Category Archives: JRC-1

Josh’s Retro Computer 1, the successor to COLE-2.

COLE-1+ is alive

I’m happy to report that the first build of COLE-1+ is up and running! JLCPCB created some beautiful boards and delivered them almost exactly a week after I put in my order. Here’s a photo of the assembled board:

There were only two fixes I had to make to the board after delivery. One is to add the missing pullup resistor on the ACIA IRQ line that I mentioned in my previous post; the other was a bodge wire to bring the A11 address line to the GAL. With those two fixes the board works exactly as expected.

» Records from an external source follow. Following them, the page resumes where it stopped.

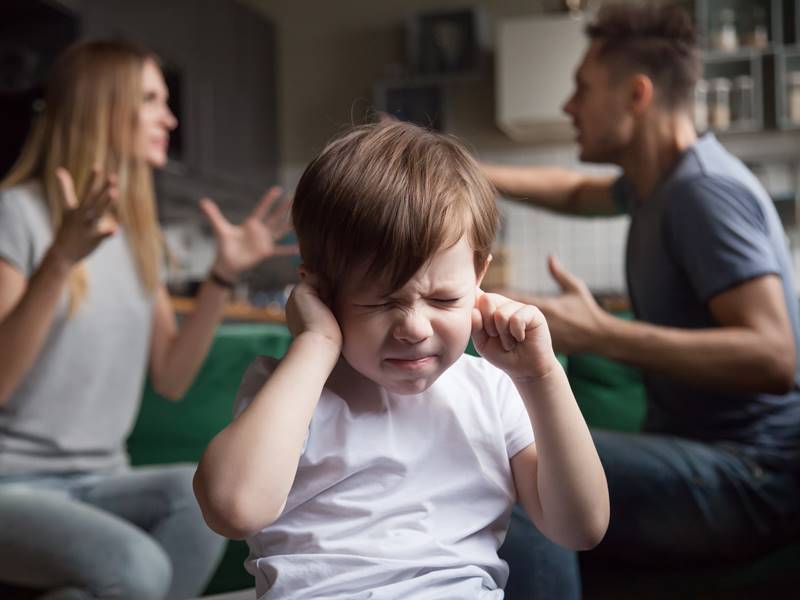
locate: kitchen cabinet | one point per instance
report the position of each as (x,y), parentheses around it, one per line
(756,41)
(535,62)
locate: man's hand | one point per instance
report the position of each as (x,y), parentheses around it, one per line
(576,321)
(512,336)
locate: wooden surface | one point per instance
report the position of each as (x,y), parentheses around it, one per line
(235,311)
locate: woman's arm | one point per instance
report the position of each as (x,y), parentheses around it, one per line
(27,307)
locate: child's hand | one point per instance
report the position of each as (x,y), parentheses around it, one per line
(512,336)
(307,312)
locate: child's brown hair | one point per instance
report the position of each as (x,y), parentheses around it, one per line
(388,196)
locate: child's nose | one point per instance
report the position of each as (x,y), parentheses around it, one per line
(412,326)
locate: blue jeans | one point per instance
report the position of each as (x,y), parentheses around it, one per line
(674,503)
(134,534)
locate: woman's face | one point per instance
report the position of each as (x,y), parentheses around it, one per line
(155,119)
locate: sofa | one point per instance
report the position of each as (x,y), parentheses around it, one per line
(610,395)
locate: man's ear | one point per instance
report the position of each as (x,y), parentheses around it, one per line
(482,273)
(641,93)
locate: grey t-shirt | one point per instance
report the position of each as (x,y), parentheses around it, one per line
(709,227)
(74,409)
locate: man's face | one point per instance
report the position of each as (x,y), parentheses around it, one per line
(598,109)
(406,339)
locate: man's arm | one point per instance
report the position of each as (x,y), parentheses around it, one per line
(556,189)
(752,350)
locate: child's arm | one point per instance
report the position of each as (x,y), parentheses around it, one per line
(559,479)
(245,474)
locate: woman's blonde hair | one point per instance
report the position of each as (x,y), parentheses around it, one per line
(89,120)
(389,196)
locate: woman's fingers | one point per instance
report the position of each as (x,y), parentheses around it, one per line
(67,188)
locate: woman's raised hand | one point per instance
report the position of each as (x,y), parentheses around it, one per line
(87,221)
(241,247)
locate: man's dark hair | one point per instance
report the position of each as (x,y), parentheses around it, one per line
(656,40)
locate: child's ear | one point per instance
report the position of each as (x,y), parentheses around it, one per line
(483,270)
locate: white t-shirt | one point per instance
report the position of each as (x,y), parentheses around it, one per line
(407,501)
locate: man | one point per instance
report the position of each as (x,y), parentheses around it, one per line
(714,475)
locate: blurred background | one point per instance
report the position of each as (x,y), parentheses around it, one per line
(260,85)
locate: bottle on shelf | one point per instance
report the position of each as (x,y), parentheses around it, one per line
(700,112)
(725,38)
(793,97)
(742,113)
(757,35)
(719,106)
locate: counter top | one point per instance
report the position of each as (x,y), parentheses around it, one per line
(234,311)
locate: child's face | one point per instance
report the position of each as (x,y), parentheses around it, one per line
(405,340)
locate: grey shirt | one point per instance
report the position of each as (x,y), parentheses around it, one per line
(708,227)
(74,409)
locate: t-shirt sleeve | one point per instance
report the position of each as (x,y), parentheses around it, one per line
(516,422)
(16,244)
(717,231)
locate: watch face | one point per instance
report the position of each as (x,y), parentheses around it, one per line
(20,68)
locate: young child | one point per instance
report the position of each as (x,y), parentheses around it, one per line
(376,460)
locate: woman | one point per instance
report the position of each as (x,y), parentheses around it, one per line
(83,314)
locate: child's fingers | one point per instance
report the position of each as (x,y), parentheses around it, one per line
(479,337)
(487,307)
(502,319)
(524,318)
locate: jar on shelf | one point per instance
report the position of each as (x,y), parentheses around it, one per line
(757,35)
(725,37)
(700,109)
(742,113)
(719,105)
(793,97)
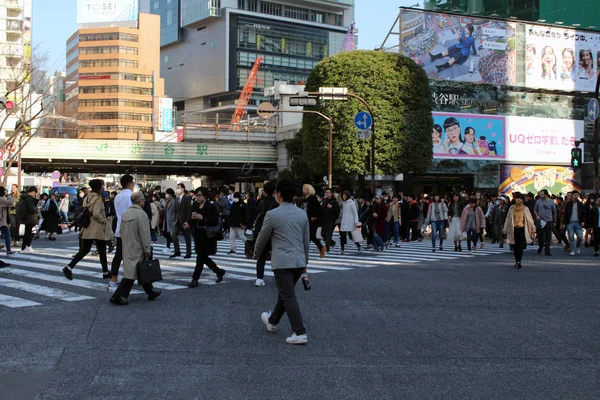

Not only does this board run its original firmware just fine, it also runs a slightly modified version of the COLE2 firmware, and this is the firmware version I am going to use going forward. My plan is to make this a universal BIOS for all of my future 65816 builds. This will allow me to continue development on the firmware while I plan out and design JRC-1.

In the end I am very happy with this build. I may do a re-spin of it down the road to correct the two errors I had to correct, and possibly add a power switch, just so that I can turn the unit off to pull the EEPROM without having to disconnect the USB serial cable. But, for now I’m going to concentrate on the firmware and on the JRC-1 design.

Introducing JRC-1…and COLE-1+

Apologies for the long silence on the blog; I’ve had work and health issues that ate up a considerable amount of time during the first half of the year. Fortunately that’s all over and I am returning to my many projects.

JRC-1

First, I’d like to introduce the JRC-1, or Josh’s Retro Computer 1. This is a direct successor to COLE-2, with the aim of actually bringing the design to completion. Along those lines I ditched some of the more complex features of COLE-2, including built-in video and the game/joystick ports. Instead, it has an expansion bus with three slots that can be used to add features down the road.

Unlike its predecessor, JRC-1 is a 5V design. I had previously moved to 3.3V in order to gain access to larger RAMs, but it added complexity, as some parts of the design still needed to be 5V.

At the moment JRC-1 is still in the early planning stage. Once I am confident my design can be implemented I will begin work on the schematic and PC board. I am planning to skip the home prototyping stage for this project, and instead go directly to a manufactured PCB.

COLE-1+

As part of planning out JRC-1 I have been testing some design ideas by using my original COLE-1 board. However, that board is a bit problematic: it has power instability issues, and the footprint for the 6850 is wrong and required an ugly hack.

Since having a good test bed for my design ideas is important, I decided to spend a few hours fixing up the COLE-1 design a bit:

  • The 6850 now has the correct footprint
  • Added a large electrolytic capacitor to help smooth out the power supply
  • Replaced all of the discrete logic with a single 22V10D GAL. This also allowed me to tighten up the address decoding to make all but the bottom 1K of the ROM available.
  • Swapped out the CPU for a 65C816, because it was very easy to do so.
  • Removed the dedicated 1.8432 MHz crystal for the 6850. Instead, the CPU and the 6850 now share a 3.6864 MHz crystal.
  • Reduced the serial port speed to 57.6k bps, due to the use of a double-speed clock crystal.
  • Made the board layout more compact, and made all ICs align vertically.
  • Added some silkscreen to label the pins on the expansion headers.

In the interest of time I used the FreeRouting autorouter to route the board. It actually did a pretty decent job, and I only needed to make a few tweaks to some via locations. I may give it a try for JRC-1 down the road just to see how well it works on a larger design.

The final result of this work is officially the COLE-1+, as the feature set is almost identical to COLE-1. Boards are already on order from JLCPCB; I should have them in about a week. Hopefully I didn’t mess up anything this time around!

(Nope! It seems I left off a pullup resistor for the 6850’s IRQ line. Sigh. Fortunately this will be a very simple and relatively clean fix during assembly.)